# CIP Supply and Demand Data Extraction

This notebook can be used to gather information around which programs are offered in Minnesota and how much demand there is for each major based on SOC matching. The LMI careerwise site is used to gather the data. It first starts at the CIP page which has every program in Minnesota associated with a CIP code. From that the link assocatiated with each CIP record is added to a list and then iterated through a loop to gather the demand, associated with the SOC Code and the supplay assocatiated with the CIP Code. Unless the folder to download the data is already created, this notebook will likely need to be run as an administrator.
The first step is to read in the appropriate packages:

In [1]:
import datetime
import time
import wget
import numpy as np
import pandas as pd
from selenium import webdriver
from selenium.webdriver.common.by import By
import os
import glob

Next set the preferences for the firefox browser. This notebook uses Selenium and Geckodriver to naviagate through the lmi site.

In [2]:
# Set the preferences for the firefox web browser
fp = webdriver.FirefoxProfile()
fp.set_preference('browser.download.folderList', 2)
fp.set_preference('browser.download.manager.showWhenStarting', False)
fp.set_preference('browser.download.dir', 'C:\CIPDemand')
fp.set_preference("http.response.timeout", 300)
fp.set_preference("dom.max_script_run_time", 300)
fp.set_preference('webdriver.load.strategy', 'unstable')

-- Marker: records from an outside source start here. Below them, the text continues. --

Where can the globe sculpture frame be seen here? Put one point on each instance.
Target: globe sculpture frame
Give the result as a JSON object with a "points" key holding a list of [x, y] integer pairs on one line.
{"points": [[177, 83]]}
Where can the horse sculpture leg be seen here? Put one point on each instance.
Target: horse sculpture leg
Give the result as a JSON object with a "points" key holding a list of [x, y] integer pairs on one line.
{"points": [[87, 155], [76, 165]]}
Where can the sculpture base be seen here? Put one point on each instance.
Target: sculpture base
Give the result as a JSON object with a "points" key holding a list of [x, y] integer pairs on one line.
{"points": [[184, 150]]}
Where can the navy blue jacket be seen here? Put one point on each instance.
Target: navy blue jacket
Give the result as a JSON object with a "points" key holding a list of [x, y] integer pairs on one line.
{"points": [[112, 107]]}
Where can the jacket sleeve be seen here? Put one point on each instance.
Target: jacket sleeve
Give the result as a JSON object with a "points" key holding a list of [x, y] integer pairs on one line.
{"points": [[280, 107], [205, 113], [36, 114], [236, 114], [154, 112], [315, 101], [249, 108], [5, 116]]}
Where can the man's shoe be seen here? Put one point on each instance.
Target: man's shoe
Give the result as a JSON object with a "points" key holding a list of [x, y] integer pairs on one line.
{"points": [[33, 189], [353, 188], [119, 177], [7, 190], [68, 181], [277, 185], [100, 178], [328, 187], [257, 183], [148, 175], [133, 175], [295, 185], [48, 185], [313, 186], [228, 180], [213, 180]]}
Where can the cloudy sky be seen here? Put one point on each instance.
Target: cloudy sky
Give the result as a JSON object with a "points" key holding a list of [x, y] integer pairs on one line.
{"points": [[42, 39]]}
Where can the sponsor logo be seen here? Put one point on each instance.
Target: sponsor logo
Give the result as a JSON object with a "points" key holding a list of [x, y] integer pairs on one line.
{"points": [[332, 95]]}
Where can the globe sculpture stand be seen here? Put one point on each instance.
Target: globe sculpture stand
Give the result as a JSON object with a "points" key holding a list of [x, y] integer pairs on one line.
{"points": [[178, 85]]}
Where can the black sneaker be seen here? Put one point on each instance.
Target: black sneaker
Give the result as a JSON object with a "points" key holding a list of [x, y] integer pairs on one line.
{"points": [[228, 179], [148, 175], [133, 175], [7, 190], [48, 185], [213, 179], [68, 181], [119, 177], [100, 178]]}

#fp.set_preference("browser.helperApps.neverAsk.openFile", "application/octet-stream");
#fp.set_preference("browser.helperApps.neverAsk.saveToDisk", "application/octet-stream");

fp.set_preference('browser.helperApps.neverAsk.saveToDisk', 'text/plain, application/vnd.ms-excel, text/csv, text/comma-separated-values, application/octet-stream, application/vnd.openxmlformats-officedocument.spreadsheetml.sheet')
fp.update_preferences()

After the preferences are set the next cell will launch the browser and navigate to the Cip List page on the lmiwise career site.

In [3]:
# MDE web app for hs enrollment data
searchURL = 'https://careerwise.minnstate.edu/lmiwise/cipList'
time.sleep(3)

# Launch web browser and navigate to the searchURL
driver = webdriver.Firefox(fp)
driver.get(searchURL)
time.sleep(3)

The next cell sets the working directory to CIPDemand.

In [43]:
newpath_main = r'C:\CIPDemand'
if not os.path.exists(newpath_main):
    os.makedirs(newpath_main)   
os.chdir(newpath_main)
os.getcwd()                                                                                                                                                                                        

'C:\\CIPDemand'

Next lookup all the links in the cip list page by partial link reference.

In [5]:
ids_a = driver.find_elements_by_xpath('//a[contains(@href, "area=000000")]')

The cell below extracts the links from the selenium objects.

In [6]:
link = []
for ii in ids_a:
    link.append(ii.get_attribute('href'))

The output in the cell below shows how many links there are from the cip list page.

In [7]:
len(link)

2621

Next create a _Today_ object. The naming convention of the lmi files includes the date the files are downloaded.

In [44]:
Today = str(datetime.datetime.now().month) + '_' + str(datetime.datetime.now().day) + '_' + str(datetime.datetime.now().year)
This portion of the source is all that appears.